[Tilesathome] Distributed server idea

Thu Jul 19 12:02:23 BST 2007

Hi,

> I sketched an idea, and put notes at:
> http://wiki.openstreetmap.org/index.php/Tiles%40home/ 
> Distributed_Server

I heard a talk by Richard Stallman once in which he said that the  
idea of user accounts and passwords was inherently fascist.

While I'd say that that was a bit over the top, I still detect a  
desire to "control" in the whole GPG key business here. The reason  
for this is mistrust vis-a-vis the participants in the project, which  
I believe is inappropriate and hurting the climate.

I do understand that such measures have to be put in place where  
system security is at risk, e.g. when you download packages from a  
Debian repository you really want to make sure the package is from a  
trusted source.

But we're talking about map images here, and the worst thing that can  
happen is someone defacing the map, which can be rectified quickly.  
It is like a public forum where there's a danger of people posting  
porn or inappropriate texts.
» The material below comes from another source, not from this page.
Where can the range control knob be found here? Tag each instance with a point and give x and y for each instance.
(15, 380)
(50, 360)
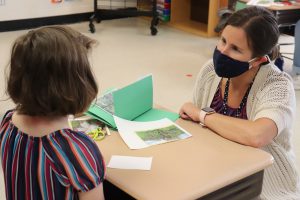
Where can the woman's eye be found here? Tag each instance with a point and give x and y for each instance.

It is like Wikipedia where you can  
replace an article by a porn image anytime. That can happen, and will  
happen, but there's no reason to build a whole control and  
authentication and verification structure just because of that. (Or,  
at least, we could leave the decision on how "fascist" they want to  
be with the tile servers because they are in charge, legally.)

Regarding distribution, yes, DNS is a cool idea.

The weak point with any distribution is knowing where to get the data  
from. You can either have the client request data from one specific  
server, and have the server act as a proxy/cache (this is what you  
would do if you had a proper server farm at one location), or you can  
have the server return HTTP redirects to where the content actually  
is (makes more sense in a world-wide distributed environment).

DNS has a proven record of good, fast database lookups. A DNS lookup  
is much, much faster than a HTTP server connection that get answered  
with a redirect message. So this is good. In detail it would probably  
look like this:

If renderer X renders tileset 1234,2345 and uploads to server Y, with  
Y being just any simple Apache setup anyone can install, then Y would  
afterwards notify a central DNS server that it now has this tileset.  
The central DNS server would from then on return Y's IP address for  
any queries like "1234-2345.tiles.openstreetmap.org". The clients  
(i.e. OpenLayers) would then have to use the proper host names for  
every tile, so whenever they request a tile that is within tileset  
1234,2345 they will request e.g. http:// 
1234-2345.tiles.openstreetmap.org/tiles/13/2468/4690.png, which  
automatically resolves to server Y.

This requires OpenLayers et al. to put that extra arithmetic in  
(calculating the hostname of a host where the tile will be found).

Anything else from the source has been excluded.